He has risen
Rode my bike this Easter morning to West End – I haven’t been able to get through there since the storm but it’s an area that I have had an affinity for through the years. As you come around the corner of West End Park boats sit on top of boats and restaurants have evaporated into the water. Brunings, Fitzgerald’s, Maggie’s, all gone not necessarily because of Katrina – first it was because of the city trying to get money from the West End visitors and now it’s because a storm took the half dilapidated buildings and the few restaurants that were hanging on and wiped them off the face of the earth. The park has boats in it. Each boathouse is so devastated – one after another – it sends a chill when you think that coming back from California – I had a dream to purchase a boat house as our home, and there was another fantasy with P to reopen Maggies and serve boiled crabs and seafood on the picnic tables outside. Now it is frightening to follow the boathouses out to the point – each one looks like someone threw a bomb inside and the explosion just happened moments ago.
There is a point in your life when you have to say yes to the possibilities and focus your mind on forward movement. So the entire way back along the lakefront I rode with hands outstretched and balanced my bike while listening to “She’s a good hearted woman, in love with a good timing man.”
Then Arlene and I drove to Ponchatoula to the Armenian Easter feast at the camp. We took a boat ride on the Tangipahoa, which the Snake says has been designated a scenic waterway – and that translates to home owners along the water way not being able to remove fallen limbs. We passed the rope swing, which is now crowded by gnarly limbs that have floated and congregated underneath the tree. We cruised towards dead lake, when I caught a flash out of the corner of my eye and we all turned to see Renny running down the banks and swimming towards us – he had followed us all the way from the camp. So Renny came with us to see the alligator, turtles and snakes. He looked like Lassie or something, desperate to catch up to us.
Back at the camp, we drank sangria and ate roasted lamb, tabbouleh, pilaf, asparagus, and home baked bread – everything cooked to perfection. C&K sat next to me – they have not figured out if they are going to raze their house or sell it as is, W&B are trying to buy a house but prices where houses haven’t flooded are up, A&K aren’t buying at all, and R is just back from Amsterdam where she was away on a fellowship and she and M don’t seem to be talking house. I found a little porcelain Jesus for the Snake to wear in his goatee and he had his black dome cap and guayabera on which made his own personal Jesus a fitting accessory. More sangria and some twist later, everyone laid back and enjoyed the bon homme.
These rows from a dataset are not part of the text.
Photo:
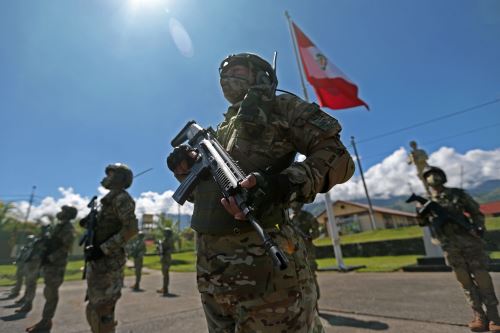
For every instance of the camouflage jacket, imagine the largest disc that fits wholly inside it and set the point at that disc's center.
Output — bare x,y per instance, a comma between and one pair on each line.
59,243
116,222
457,202
288,126
166,248
307,224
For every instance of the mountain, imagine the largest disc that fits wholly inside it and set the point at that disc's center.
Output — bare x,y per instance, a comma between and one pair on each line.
485,192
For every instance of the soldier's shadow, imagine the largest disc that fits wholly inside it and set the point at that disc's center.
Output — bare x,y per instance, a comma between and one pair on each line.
336,320
15,316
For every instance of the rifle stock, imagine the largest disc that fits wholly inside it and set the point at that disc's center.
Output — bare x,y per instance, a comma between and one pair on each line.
213,158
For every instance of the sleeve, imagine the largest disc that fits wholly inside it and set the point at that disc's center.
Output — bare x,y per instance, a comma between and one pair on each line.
124,207
316,135
472,207
63,242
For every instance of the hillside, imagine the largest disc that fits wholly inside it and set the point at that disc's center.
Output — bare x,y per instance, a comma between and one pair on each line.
485,192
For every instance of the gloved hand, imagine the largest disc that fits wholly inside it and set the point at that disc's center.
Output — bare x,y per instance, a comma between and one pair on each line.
93,253
181,159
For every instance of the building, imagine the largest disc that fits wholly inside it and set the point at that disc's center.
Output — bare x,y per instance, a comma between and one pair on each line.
491,209
353,217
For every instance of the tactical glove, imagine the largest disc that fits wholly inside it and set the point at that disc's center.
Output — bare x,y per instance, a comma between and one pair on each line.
180,153
93,253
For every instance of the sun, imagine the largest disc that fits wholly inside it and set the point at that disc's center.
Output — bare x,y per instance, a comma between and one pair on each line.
142,4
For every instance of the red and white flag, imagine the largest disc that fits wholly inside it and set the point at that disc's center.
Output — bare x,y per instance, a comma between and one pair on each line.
333,88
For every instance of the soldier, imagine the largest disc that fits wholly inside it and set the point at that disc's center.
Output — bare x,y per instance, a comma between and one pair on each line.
464,250
20,262
240,288
54,264
137,251
308,228
32,270
116,224
418,157
165,249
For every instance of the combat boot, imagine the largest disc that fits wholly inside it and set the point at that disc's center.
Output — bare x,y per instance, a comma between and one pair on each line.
43,325
25,308
492,315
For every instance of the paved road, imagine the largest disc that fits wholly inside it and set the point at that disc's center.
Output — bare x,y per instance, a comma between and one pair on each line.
350,302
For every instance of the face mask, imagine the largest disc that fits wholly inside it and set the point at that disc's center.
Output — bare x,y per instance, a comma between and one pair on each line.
106,182
434,180
234,89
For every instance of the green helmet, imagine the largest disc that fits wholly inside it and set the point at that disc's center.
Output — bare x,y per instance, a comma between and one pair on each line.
122,176
432,169
167,231
265,74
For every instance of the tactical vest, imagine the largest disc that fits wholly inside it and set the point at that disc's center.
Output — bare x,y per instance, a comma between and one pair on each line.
108,223
247,147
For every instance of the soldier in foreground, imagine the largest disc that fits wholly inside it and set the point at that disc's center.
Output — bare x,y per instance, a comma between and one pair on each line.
418,157
116,224
165,249
20,262
308,228
54,264
464,250
137,251
241,290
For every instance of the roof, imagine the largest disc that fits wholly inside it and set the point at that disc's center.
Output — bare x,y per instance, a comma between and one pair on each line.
490,208
382,210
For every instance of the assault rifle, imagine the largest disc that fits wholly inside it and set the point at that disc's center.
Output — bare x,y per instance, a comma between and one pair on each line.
442,215
213,159
89,222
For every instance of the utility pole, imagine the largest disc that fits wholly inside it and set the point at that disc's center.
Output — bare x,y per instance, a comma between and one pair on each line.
370,208
30,203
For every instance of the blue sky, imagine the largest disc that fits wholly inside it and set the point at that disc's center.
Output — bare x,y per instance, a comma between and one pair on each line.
87,83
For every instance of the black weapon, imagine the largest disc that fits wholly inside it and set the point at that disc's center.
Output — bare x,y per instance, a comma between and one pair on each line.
441,215
89,222
213,159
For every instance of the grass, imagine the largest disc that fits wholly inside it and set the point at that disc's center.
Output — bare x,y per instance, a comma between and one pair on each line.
391,234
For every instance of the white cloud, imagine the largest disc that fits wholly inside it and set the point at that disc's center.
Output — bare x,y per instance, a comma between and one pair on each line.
392,176
148,202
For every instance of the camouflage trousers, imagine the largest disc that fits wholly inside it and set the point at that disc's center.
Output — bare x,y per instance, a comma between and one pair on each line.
469,262
166,261
32,273
53,277
138,261
242,291
19,278
104,283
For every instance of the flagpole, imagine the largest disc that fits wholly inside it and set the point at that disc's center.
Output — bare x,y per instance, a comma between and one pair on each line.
297,57
333,230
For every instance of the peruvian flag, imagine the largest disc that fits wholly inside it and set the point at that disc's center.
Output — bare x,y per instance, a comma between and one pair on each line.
333,88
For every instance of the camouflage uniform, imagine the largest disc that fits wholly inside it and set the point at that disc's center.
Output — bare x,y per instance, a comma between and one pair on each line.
418,157
166,249
137,251
20,266
308,228
241,290
465,252
32,272
54,264
116,224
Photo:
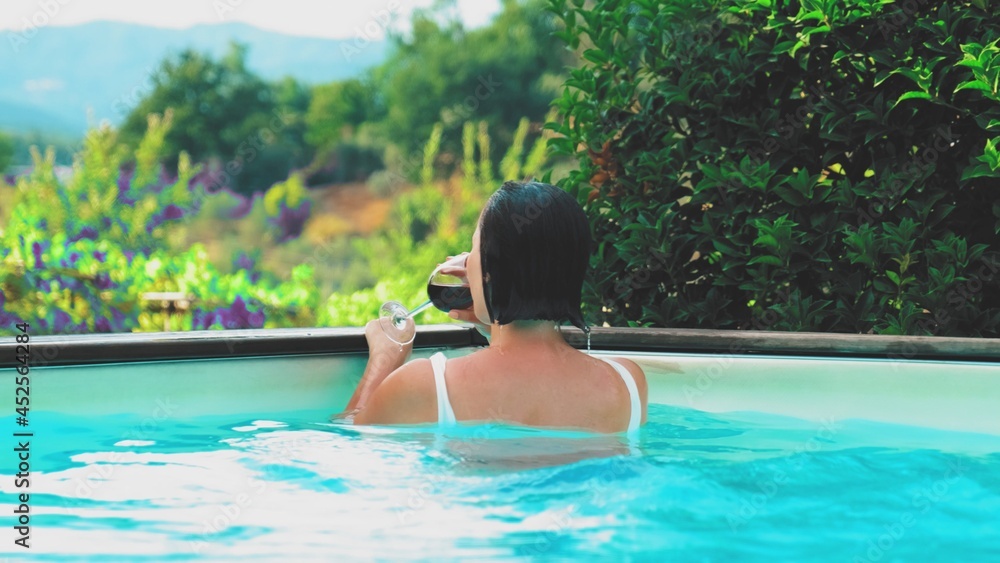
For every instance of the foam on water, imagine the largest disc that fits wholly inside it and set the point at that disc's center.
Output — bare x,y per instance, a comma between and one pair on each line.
696,486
Nagin was on tonight talking about decisions he made leading up to the storm and the mandatory evacuation. I was lying on the couch watching him talk and I felt like it was some absurdist play whereby someone was reeling off a moment in my personal life where decisions were made that in hindsight make no sense but yet there did not seem to be any options – the train had already left the station and it wasn’t like you could whistle and call it back in. At that point there was sheer force that kept things spinning out of control. And the spin didn’t stop when the storm did, it’s like I remained in the eye for months afterwards in Texas, and still the long way back to New Orleans, and the gale force was spinning out of control until it culminated in Charleston (a city we might be modelled after if enough people don’t come back) and yet when the spin stopped, the after effects of the storm – the denouement – went on and on and on ad absurdim – I was thinking how funny as I watched Nagin talk about the storm how all my friends and family thought I was out of my mind even in December – because we came back from Charleston and N made his decision that night, that very night somewhere around 2 in the morning, but I kept waiting for him to tell me what that decision was. They say the heart lets go long before the ego. Maybe that was what was holding on beyond its time, I simply don’t know anymore, but no wonder my people almost staged an intervention.
Today I brought N a hostess gift – a large leopard print frame I got half price at Something Different the other day. I replaced the toothy smiling person the manufacturer had put in it with a photo of N and I under a red umbrella, smiling, at Jazz Fest last year. She couldn’t stop laughing. Said she couldn’t wait to burn it.